# squirrel recipe



## CrazyAssTy96 (Jul 6, 2009)

anybody know of a good squirrel recipe. got a couple today and was wonderin whats the best way to cook them


----------



## wally-eye (Oct 27, 2004)

Do a search in the cooking/recipe section as they're several squirrel recipes there........


----------



## CrazyAssTy96 (Jul 6, 2009)

ok thanks man


----------



## hunterdau2 (Feb 7, 2006)

Here's one for you; mix flour or corn meal with pepper, garlic powder and season salt to taste dust piece's of squirrel with mixture lightly. Have a frying pan with oil enough to cover the bottom already on stove good and hot, place piece's in and brown both sides, take out and place meat in slow cooker. Take two cup's of chicken broth or chicken bullion add to meat also one packet of onion mushroom soup mix, cook for 5 to 6 hour's until tender at medium to high checking occasionally to make sure not sticking. Remove meat when done and make gravy from remaining liquid, serve with mashed potatoes. My kid's even love it this way.

Dan

P.S. 

You may want too add water too remaining liquid when making gravy as it is more concentrated and can be strong.


----------



## CrazyAssTy96 (Jul 6, 2009)

sounds great man thanks. have to give it a try


----------



## fowl (Feb 15, 2003)

A variation on the above recipe:

chop up some bacon. Brown squirrel pieces in the pan with the bacon. Then into the crock pot with vegetables, etc. Slow cook for 5+ hrs. It is delicious.

I brought this to a wild game dinner. At first I got a few funny looks for bringing squirrel. Towards the end everyone wanted the recipe.


----------



## bucknduck (Nov 7, 2003)

Tried this one last weekend. It was a huge hit with everyone at dinner. I added the chicken bouillon cube to the water when boiling the meat and I had a hard time keeping my kids from eating the meat off the plate as I was deboning it.
They also enjoyed helping me make the Betty Crocker crust.


----------



## redtick (May 4, 2009)

I've had good luck with the KISS method. Some egg mixed with flour, batter hunks of the meat and throw 'em in an oily frying pan (maybe a little seasoned salt). But those others sound good!:corkysm55


----------



## Michael Wagner (Jul 17, 2007)

Sent this recipe to Neil Duffy last wk. works well with rabbit too...

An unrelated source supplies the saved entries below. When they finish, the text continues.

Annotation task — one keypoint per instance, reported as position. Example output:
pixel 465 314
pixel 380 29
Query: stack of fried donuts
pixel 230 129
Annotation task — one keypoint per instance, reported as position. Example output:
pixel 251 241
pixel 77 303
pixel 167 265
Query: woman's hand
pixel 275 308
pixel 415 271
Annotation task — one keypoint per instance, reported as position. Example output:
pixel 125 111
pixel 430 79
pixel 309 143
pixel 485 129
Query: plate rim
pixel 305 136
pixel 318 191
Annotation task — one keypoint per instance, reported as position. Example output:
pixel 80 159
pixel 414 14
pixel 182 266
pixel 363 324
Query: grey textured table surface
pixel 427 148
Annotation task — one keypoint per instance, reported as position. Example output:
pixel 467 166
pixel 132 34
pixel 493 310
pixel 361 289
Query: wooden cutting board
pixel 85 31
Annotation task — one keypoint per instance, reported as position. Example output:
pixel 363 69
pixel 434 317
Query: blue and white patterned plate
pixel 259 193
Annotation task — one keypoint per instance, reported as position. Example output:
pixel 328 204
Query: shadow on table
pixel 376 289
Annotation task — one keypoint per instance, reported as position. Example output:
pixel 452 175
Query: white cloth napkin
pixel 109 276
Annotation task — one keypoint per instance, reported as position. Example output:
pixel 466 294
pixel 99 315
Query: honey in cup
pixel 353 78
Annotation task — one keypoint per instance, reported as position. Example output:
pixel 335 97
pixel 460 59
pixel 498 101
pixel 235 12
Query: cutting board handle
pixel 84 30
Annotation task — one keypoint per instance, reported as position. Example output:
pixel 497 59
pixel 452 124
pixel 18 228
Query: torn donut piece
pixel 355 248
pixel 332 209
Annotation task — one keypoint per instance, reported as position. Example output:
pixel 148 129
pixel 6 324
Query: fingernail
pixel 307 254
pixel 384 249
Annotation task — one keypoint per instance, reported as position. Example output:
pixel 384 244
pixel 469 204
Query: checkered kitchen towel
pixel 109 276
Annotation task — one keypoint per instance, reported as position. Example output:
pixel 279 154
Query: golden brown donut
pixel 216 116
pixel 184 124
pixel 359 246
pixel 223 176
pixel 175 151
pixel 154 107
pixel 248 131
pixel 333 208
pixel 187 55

Even the wife will eat squirrel and rabbit like this.
Mix flour, salt pepper onion and garlic powder, lightly dust and brown the squirrel and put it in the crock pot, add 1 can beef broth, 1/2 cup worchestshire, a good shot of liquid smoke and an onion 4-5 hrs. till tender, pull it out, strain liquid put back in pot, shred meat off the bone and put in a square glass dish. Mix flour in the juice to make gravy, pour over the meat add a bag of frozen veggies (fresh takes too long to cook) Mix up a batch of Bisquick biskits and roll it to about a 1/2 inch lay it over the meat and veggies cut a few slits in it and put a pat of butter on each slit, bake till the biskits are done and gravy is bubbling out, cut it and scoop it out with a spatula and flip it over on the biskit, stew and biskits all in one. "ENJOY" Mike
__________________


----------



## sa85 (Jul 29, 2009)

There is a good squirrel pot pie recipe posted by Erik in the small game recipe forum.

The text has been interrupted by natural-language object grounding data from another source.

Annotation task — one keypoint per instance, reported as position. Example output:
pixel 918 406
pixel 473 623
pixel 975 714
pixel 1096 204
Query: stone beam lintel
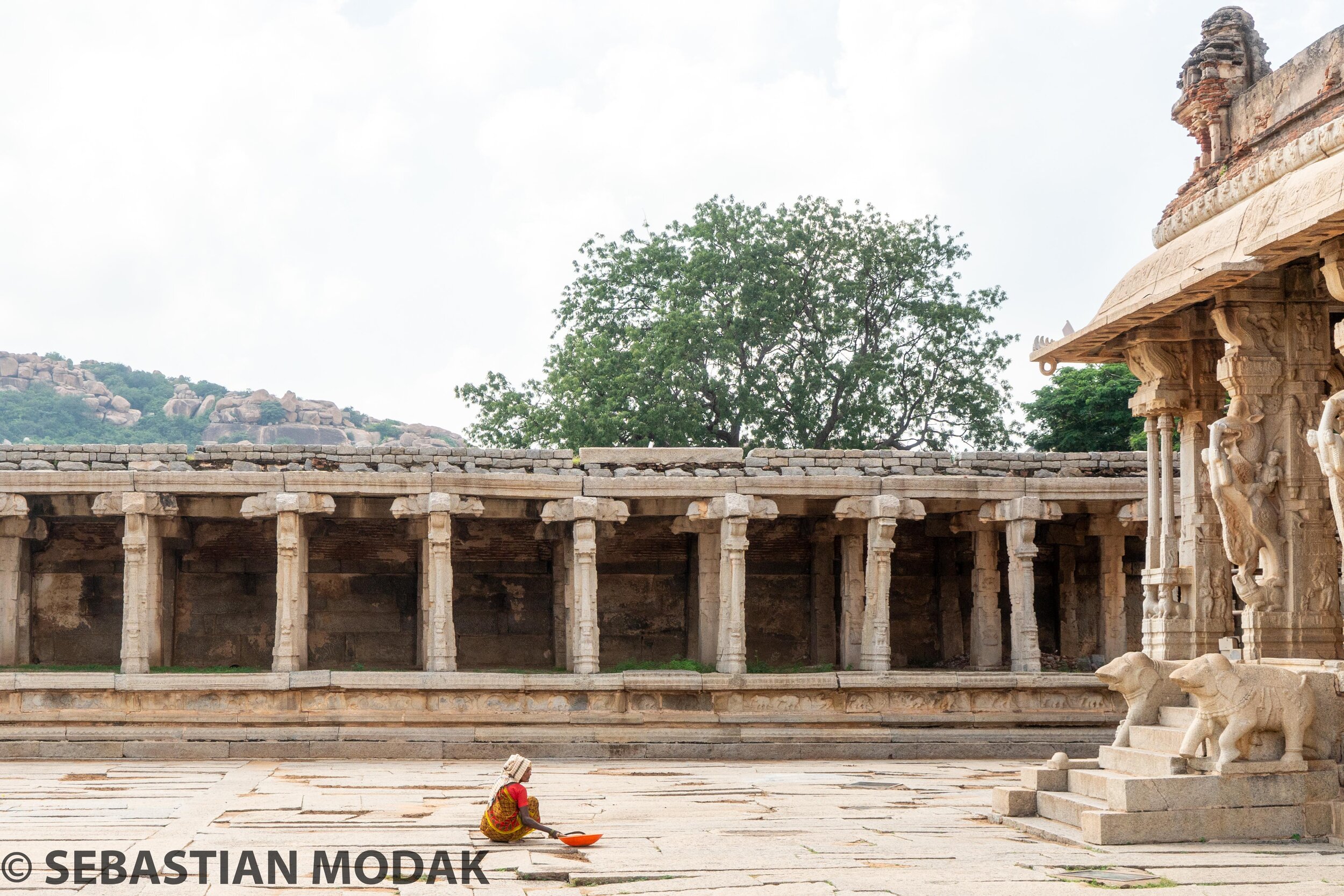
pixel 585 508
pixel 147 503
pixel 874 507
pixel 1023 508
pixel 416 505
pixel 273 503
pixel 733 505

I just tried making it for the first time last week. It was tasted great. Even my girlfriend who has never eaten wild game before liked it.


----------



## Shoeman (Aug 26, 2000)

Boil the legs and backs in water with 3 beef bullion cubes for about 20 minutes

Drain and under running water remove the silver skin. Salt pepper and paprika (I use the sweet Hungarian). Coat with flour (That will thicken the sauce  )

Add some olive oil in a pan and heat (med). Drop the pieces into the oil while cutting some onions, shrooms and green peppers to be added once slightly browned. Take a large can of diced "stewed" maters and throw it in there, along with 1/2 a can of water. A little more salt, pepper and paprika won't hurt.

Simmer for an hour to reduce and place the concoction over some noodles or rice

It's awesome... :evilsmile


----------



## CrazyAssTy96 (Jul 6, 2009)

gese all of those sound good. Ill have to get me a bunch more to try them all and see what is best.


----------



## eino (Jun 19, 2003)

This is one of my favorite ways to eat squirrel.
Ingredients

2 fox squirrels or 3 gray squirrels, quartered Pressure cooker or stock pot 
3 quarts water, approximately 
1 1/2 pounds kielbasa, Italian, venison or other link sausage 
3 cups uncooked white rice 
Salt and pepper 
Directions
Cover meat with water and cook in pressure cooker or stock pot until meat readily separates from bones
Strain and save cooking liquid
De-bone meat and return to cooking liquid
Add sausage and rice
If necessary, add sufficient water to cook rice
Simmer in open pot at a low boil for 30 minutes or until rice is fluffy and tender and all liquid has evaporated or has been absorbed 

Ed


----------